Thursday, May 20, 2010

Google and Received Opinion

Brilliant satire from @newsbiscuit : New Google only searches for sites that match your preconceived opinions.

now so much easier to find exactly what you want to see

I have long complained that Google provides a systematically distorted way of finding out what is going on, and encourages what A.A. Milne called Thinking with the Majority. This is because Google's page ranking algorithms are basically designed for people who want to ask the same questions as everyone else, and get the same answers. Consequently, Google helps to amplify the circulation of Received Opinion.

The distortion is further amplified by massive duplication of material from a common source. If you search for a topical story, you will often find hundreds of popular websites repeating exactly the same version of events in slightly different words, and unless you are extraordinarily persistent you may never find a website that gets its information from a different source. See my posts on Google and Spin (1, 2).


@roygrubb raises a related concern - that Google remembers and is influenced by our previous searches. This is not just a privacy issue but also a context issue - our interests may switch from one project to the next. For example, let's say I'm working on a project using SAP, so when I'm searching for technical information on this project I may concentrate on material that is relevant to SAP. But I certainly don't want Google to put an implicit SAP filter on my searches, even if some Google engineer thought this would be helpful to me, because that could seriously prejudice my view of the available technology. Worse, this bias might persist (without my knowledge) when I'm working on a completely different assignment.

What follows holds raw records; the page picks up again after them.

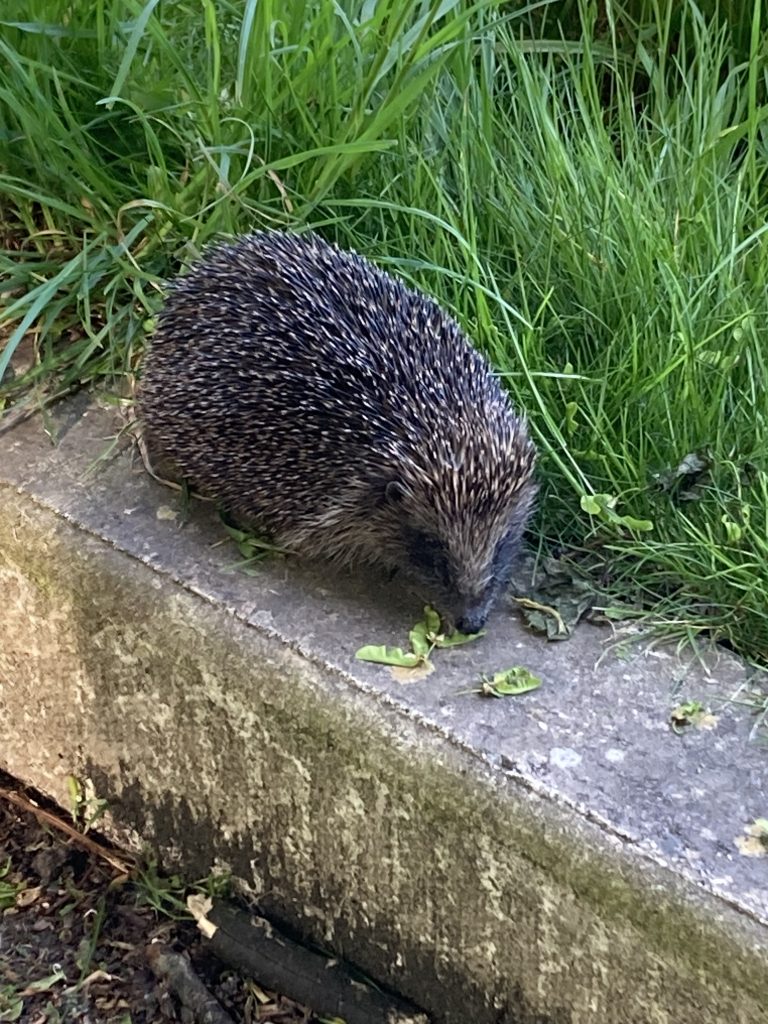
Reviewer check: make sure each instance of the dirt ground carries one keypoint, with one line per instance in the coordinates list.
(75, 930)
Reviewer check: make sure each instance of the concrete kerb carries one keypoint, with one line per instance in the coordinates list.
(559, 858)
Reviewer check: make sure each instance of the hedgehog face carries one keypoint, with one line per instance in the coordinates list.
(463, 551)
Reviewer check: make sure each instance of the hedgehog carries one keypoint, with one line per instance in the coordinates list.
(323, 401)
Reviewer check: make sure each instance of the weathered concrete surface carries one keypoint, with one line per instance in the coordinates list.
(562, 857)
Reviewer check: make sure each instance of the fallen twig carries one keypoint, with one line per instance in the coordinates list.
(252, 945)
(47, 817)
(176, 971)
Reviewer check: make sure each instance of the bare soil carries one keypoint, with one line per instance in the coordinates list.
(74, 934)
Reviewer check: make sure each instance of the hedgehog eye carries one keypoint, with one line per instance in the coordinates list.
(505, 553)
(394, 492)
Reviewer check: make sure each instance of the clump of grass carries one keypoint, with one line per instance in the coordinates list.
(584, 185)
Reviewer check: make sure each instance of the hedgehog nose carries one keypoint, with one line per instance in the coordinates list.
(471, 622)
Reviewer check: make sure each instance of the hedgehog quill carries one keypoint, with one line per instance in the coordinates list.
(322, 400)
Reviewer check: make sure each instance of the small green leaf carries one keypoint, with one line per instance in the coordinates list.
(418, 639)
(590, 505)
(389, 655)
(511, 682)
(10, 1009)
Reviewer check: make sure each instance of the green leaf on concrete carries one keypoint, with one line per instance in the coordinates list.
(510, 682)
(389, 655)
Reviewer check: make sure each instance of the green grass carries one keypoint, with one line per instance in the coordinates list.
(584, 186)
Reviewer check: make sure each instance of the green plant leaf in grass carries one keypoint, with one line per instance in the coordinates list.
(10, 1005)
(603, 507)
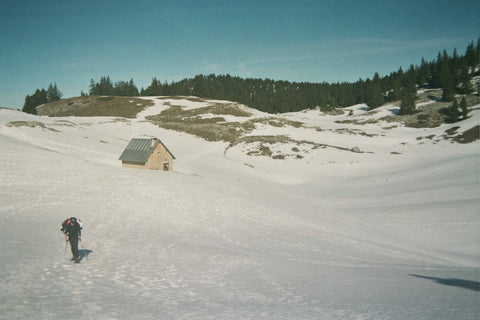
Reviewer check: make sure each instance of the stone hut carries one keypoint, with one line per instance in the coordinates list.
(147, 154)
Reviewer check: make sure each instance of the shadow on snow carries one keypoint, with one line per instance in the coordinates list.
(466, 284)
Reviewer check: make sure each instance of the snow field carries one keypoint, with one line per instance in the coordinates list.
(337, 236)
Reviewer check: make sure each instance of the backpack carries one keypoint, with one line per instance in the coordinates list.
(67, 221)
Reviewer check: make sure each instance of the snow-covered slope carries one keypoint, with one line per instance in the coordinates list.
(390, 231)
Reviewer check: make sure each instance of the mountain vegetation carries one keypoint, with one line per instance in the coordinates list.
(41, 97)
(453, 73)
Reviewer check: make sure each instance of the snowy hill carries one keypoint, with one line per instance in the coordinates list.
(295, 216)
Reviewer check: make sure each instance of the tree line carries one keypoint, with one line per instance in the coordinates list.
(40, 97)
(452, 73)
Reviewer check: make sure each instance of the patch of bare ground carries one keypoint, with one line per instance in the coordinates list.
(431, 110)
(467, 136)
(94, 106)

I can imagine that Google could build some kind of context-awareness into its search algorithms, so it somehow detects when I move to another project. And (to take a more controversial example) if I search for information about some deadly disease, it can try and work out whether I'm suffering from the disease myself (in which case it can sell me health insurance before it's too late) or enquiring on behalf of a friend or client, or whatever. But that's not the point. The point is the increasingly complicated relationship between our tools and our knowledge, which even many technologically literate people seem touchingly naive about.